Le taux de transformation marketing de 1er niveau (essentiellement en mode push) indique le pourcentage de prospects remontés par rapport à la cible visée dans le cadre d’une opération de conquête.
Calcul = Nombre de prospects à contacter / Nombre de suspects dans la cible
Le nombre de prospects à contacter est la partie de la cible qui a interagi un minimum avec la sollicitation commerciale de l’annonceur. Le terme « push » s’applique ici aux campagnes adressées à une cible dont les caractéristiques et le volume ont été prédéfinis.
Le taux de transformation marketing de 2nd niveau indique le pourcentage de leads qualifiés (potentiel de transformation réel) par rapport au nombre total de prospects remontés à l’issue d’une opération de prospection.
Calcul = Nombre de leads qualifiés / Nombre de prospects à contacter
Les leads qualifiés sont les contacts pour lesquels des informations plus précises ont été recueillies, que ce soit sur leur intérêt pour l’offre, leur intention d’achat (délai d’acquisition prévu, etc.) et /ou leurs coordonnées complètes pour être relancé. La phase de qualification est principalement effectuée par le remplissage d’un formulaire (print ou digital) ou par une action de télémarketing.
Le taux de transformation commerciale indique le pourcentage de clients conquis par rapport au nombre de leads fournis à l’équipe de vente.

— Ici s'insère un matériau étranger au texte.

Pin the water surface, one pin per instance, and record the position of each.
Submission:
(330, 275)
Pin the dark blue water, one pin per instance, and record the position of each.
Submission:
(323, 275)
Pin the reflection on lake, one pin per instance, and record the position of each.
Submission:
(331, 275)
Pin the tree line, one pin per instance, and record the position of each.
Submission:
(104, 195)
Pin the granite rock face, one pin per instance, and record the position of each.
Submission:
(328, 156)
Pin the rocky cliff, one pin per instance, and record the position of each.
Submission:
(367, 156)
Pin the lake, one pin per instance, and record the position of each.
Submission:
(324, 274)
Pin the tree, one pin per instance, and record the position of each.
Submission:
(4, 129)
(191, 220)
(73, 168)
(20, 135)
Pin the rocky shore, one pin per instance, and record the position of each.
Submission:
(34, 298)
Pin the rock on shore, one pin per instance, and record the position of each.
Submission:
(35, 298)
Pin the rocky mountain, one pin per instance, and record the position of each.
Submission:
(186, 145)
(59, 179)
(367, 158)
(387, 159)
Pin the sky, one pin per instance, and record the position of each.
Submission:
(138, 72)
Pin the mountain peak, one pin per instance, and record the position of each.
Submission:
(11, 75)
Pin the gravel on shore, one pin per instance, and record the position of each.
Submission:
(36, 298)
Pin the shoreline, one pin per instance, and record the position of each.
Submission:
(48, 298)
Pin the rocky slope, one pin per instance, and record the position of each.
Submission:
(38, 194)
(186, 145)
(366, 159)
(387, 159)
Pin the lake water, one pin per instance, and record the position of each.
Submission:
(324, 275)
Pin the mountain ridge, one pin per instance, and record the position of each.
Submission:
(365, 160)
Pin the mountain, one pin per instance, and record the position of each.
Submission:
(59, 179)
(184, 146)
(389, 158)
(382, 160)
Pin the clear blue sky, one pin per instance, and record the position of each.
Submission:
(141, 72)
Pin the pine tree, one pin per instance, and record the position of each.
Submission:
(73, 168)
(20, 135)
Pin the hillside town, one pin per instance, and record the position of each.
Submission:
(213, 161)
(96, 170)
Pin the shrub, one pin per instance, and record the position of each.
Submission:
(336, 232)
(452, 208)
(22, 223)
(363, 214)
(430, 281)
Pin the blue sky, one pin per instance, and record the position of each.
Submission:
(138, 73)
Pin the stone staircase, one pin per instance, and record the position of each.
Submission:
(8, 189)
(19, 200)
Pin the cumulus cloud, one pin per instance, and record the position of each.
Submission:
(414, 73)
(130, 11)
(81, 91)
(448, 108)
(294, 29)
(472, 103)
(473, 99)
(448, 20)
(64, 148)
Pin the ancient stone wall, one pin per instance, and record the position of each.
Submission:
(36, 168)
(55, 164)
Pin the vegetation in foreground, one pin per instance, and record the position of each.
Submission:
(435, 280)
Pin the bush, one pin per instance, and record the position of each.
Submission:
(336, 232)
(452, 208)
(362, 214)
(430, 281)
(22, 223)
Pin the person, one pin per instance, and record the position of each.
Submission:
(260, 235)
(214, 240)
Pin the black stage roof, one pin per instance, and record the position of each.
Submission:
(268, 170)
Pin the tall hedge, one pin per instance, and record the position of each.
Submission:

Calcul = Nombre de clients / Nombre de leads à contacter

« Typologie (clients) » : désigne un profil de clients caractérisé par des critères d’appartenance non hiérarchisés, le plus souvent d’ordre signalétique (en BtoB : taille, activité, localisation, structure juridique… et en BtoC : IRIS, composition du foyer, CSP, âge...).

« Up-sell » ou « Up-selling » : désigne la démarche marketing et / ou commerciale qui va favoriser le développement du chiffre d’affaires en cherchant à vendre aux clients davantage de produits / services ou en les faisant monter en gamme.